After you summit your objective in mountaineering you're only half way done. You still have to get down. Many people summit Mt. Everest but die on the way back, it's not that uncommon. The trip isn't over til you're home. The descent is never as exciting or enthusiastic as the way up.
When I got back it turned out that helicopter was Inyo Wilderness Search and Rescue, the Sheriff reported "The 67-year old climber from Oakland CA fell approximately 800 ft during a descent from U-Notch after climbing North Palisade. Inyo SAR was contacted the afternoon of July 3rd, but due to weather conditions late in the day the helicopter was unable to fly until July 4th. Two Inyo SAR members met H-40 (out of Fresno) the morning of the 4th and were flown up to Palisade Glacier where they hiked about 500 ft up to recover the body and lower to the helicopter."
The whole thing was very odd, the women who we saw on route, from the S&R team, was friends with our guide Ryan. They were in touch after this incident and she said the man signed into the summit registry perhaps a couple hours before we did. The man was climbing with his brother. His wife was waiting for his return in a tent at the base of the mountain.
When I got home I felt so strange. I felt accomplished and defeated. I felt like I had really pushed the limits. People will say what they will about using a guide service, but not only would this have been IMPOSSIBLE to navigate without a guide, it was nearly impractical WITH a guide. The guide's main function, is to make decisions, difficult ones. The climbing itself was not the crux. Their wisdom is what you're contracting. I kept thinking how weird it was Ryan took us down this totally unconventional and unexplored descent from Mt. Sill instead of going down the U-notch like most trips go. It turns out with the heat really moving in, conditions were on a fast transition. The U-notch couloir was filled with what they call "snice" snow/ice, not really steady or stiff for climbing or spikes. That slip and fall could have been anyone. The inherent risk is always there.

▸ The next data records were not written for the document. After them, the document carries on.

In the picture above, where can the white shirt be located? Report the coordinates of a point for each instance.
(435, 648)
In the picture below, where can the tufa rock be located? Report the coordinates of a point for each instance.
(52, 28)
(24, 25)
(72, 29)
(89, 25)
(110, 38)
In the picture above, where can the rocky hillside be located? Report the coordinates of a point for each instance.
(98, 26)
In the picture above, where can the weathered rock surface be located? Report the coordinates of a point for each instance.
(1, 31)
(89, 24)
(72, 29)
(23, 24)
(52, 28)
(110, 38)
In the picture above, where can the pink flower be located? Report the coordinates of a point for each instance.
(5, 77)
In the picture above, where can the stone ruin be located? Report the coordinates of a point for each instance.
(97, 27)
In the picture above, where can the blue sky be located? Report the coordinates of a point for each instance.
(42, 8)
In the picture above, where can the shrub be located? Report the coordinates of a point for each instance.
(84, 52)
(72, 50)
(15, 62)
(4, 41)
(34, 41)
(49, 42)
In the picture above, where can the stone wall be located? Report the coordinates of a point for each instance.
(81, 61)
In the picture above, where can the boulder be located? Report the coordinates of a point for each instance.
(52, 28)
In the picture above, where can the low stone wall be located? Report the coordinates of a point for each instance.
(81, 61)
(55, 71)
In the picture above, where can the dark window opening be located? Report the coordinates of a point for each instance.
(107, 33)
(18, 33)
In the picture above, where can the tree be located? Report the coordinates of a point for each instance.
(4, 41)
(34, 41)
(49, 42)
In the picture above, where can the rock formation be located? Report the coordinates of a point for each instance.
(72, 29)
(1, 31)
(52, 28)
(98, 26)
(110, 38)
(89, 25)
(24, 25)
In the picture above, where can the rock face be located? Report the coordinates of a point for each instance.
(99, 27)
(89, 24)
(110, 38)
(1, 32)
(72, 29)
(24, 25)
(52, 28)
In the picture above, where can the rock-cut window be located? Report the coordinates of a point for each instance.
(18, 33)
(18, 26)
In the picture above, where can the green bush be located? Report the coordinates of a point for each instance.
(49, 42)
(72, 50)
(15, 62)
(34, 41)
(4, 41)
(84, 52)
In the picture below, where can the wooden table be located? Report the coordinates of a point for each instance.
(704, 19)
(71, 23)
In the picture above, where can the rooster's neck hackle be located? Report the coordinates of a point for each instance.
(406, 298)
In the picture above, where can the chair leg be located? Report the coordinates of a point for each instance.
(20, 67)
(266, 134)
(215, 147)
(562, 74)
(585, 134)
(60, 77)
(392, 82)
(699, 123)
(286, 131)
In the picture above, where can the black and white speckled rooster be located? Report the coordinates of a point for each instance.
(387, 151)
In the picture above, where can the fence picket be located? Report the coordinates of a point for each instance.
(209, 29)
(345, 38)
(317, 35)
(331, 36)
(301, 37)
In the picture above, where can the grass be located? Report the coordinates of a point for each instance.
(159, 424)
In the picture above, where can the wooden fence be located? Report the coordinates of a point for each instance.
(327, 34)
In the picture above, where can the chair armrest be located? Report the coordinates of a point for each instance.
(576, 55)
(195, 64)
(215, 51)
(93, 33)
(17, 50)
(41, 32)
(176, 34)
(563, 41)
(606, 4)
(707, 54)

I got back to L.A. and was so happy to see my family. I had no communication on the mountain for 3 nights and I know my wife was thinking about me. I couldn't help but feeling this sort of overwhelming guilt for being out there. Putting myself in a highly strenuous and delicate situation, and having my family go about without hearing I'm ok, having the guide ensure we're safe. For why? To sign my name in these little boxes? To test my self? To summit all the high peaks? I'm not sure the motivation.
My appetite came back after half a day in more typical altitude and it returned with a vengeance! Ate like 4-5 meals the next day! I also took the next 3 weekends off to spend with my family. I thought this trip was so demanding, I needed to really take a break. This is my longest trip report because it was my most effecting trip. Several days high in the Sierras was something serious. Huge thank you to my family for their support, Luis for this partnership and Ryan for his guidance. This was one for the books!